We recommend using a camera that has an automatic focus. This makes it easier for all ages to take clear shots and teachers don’t need to worry about blurry pics. Aside from the Canon IXUS 175, all the digital cameras in this blog offer manual focus in addition to the automatic focus that they all have. A manual option is useful in the few cases when the camera cannot get a focus lock on a close-up shot and when being used in the arts, particularly at Key Stage 4 and higher where personal aptitude and creativity is tested.
When we talk about storage, we’re talking about where pictures are stored once taken. In a conventional camera, that would be the film. In digital cameras, it ranges from floppy disks, to compact disks, to memory cards. Floppy disks are the least expensive but storage on them is slow and the disks can only hold one or two high-resolution images. Compact disks store more images, but the cameras that use them are bulky. Memory cards are the most expensive, but allow the most flexibility in camera size as well as storage capacity. While most cameras have on-board storage, investing in additional removable storage allows for expansion of storage capacity.
- Movies and Sound:
Some cameras offer the option of video capture. This is handy if you do not have a video camera, but since video takes up more storage than images, the clip is usually no more than 30 seconds.
- LCD Screen:
Probably one of the most compelling reasons to purchase a digital camera is that you can see the image right away and decide whether or not you like it and want to keep it. To do so, however, you need an LCD screen on the camera. Low-end models often omit this option, thus taking away one of the most exciting features. This is one feature you should not go without.
- Memory Card Readers:
These are similar to external hard drives that attach to your PC. These allow you to download pictures directly from the storage medium, which saves time as well as battery life.
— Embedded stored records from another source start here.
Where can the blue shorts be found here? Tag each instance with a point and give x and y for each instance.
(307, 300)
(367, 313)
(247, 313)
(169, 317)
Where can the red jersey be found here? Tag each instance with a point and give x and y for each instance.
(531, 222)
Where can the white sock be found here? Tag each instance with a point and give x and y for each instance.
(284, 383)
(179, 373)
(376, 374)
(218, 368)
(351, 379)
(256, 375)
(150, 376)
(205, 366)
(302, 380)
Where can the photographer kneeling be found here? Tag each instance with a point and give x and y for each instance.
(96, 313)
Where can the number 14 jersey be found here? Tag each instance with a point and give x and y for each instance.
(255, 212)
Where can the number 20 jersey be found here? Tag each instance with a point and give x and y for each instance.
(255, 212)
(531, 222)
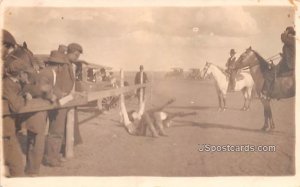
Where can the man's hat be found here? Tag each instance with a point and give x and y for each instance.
(74, 47)
(57, 57)
(8, 38)
(18, 65)
(232, 51)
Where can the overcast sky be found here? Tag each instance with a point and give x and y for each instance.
(157, 37)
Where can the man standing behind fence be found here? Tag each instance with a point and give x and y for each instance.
(65, 82)
(137, 80)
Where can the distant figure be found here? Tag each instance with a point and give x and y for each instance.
(8, 43)
(155, 119)
(230, 69)
(137, 80)
(62, 49)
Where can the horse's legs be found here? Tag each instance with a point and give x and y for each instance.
(245, 99)
(249, 93)
(268, 115)
(220, 101)
(272, 125)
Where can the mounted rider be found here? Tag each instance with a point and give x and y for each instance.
(287, 62)
(230, 64)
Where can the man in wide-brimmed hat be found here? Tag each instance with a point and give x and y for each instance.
(13, 100)
(230, 64)
(8, 43)
(63, 85)
(45, 86)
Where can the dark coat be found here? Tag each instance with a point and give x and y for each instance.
(45, 85)
(13, 101)
(288, 49)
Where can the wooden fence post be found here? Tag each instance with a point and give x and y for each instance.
(69, 152)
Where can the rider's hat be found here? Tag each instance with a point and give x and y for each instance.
(232, 51)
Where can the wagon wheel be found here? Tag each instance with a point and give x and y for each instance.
(109, 102)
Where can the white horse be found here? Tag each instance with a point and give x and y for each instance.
(244, 84)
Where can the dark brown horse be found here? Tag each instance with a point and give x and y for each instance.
(283, 86)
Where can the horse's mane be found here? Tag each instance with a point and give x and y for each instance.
(264, 65)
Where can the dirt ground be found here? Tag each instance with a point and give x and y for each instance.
(108, 150)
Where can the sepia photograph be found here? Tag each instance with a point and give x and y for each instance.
(148, 92)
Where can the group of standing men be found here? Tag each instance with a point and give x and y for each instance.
(21, 82)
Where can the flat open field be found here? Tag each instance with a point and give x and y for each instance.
(108, 150)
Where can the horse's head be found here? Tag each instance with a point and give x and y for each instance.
(206, 70)
(21, 52)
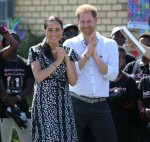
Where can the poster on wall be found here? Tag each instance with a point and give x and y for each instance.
(139, 14)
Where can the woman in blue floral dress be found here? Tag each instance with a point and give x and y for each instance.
(54, 69)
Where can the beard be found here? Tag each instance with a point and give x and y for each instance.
(87, 30)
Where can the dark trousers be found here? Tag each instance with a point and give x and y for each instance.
(97, 117)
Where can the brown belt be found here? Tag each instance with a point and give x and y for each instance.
(87, 99)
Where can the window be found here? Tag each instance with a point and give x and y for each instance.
(6, 10)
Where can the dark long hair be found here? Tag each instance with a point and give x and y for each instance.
(45, 46)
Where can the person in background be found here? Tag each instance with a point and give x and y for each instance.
(70, 31)
(54, 69)
(121, 41)
(97, 66)
(144, 107)
(5, 52)
(121, 105)
(139, 69)
(16, 83)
- Purchase an inexpensive camera for the students to use and a more expensive one for the teacher. Consider the potential for damage and do one-on-one training sessions with the students to ensure proper usage of the camera.
- Ensure that students take appropriate photographs. Go over basic photography rules with the students and make sure they know the difference between what is appropriate and what is not.
- Keep in mind privacy when publishing photographs and be aware of your school’s policy regarding pictures and publication of pictures.
- Let students work with the images, cropping, editing, etc. so they can learn to optimise images for the web.
- Have at least one computer that has Photoshop Elements or a similar type image editor.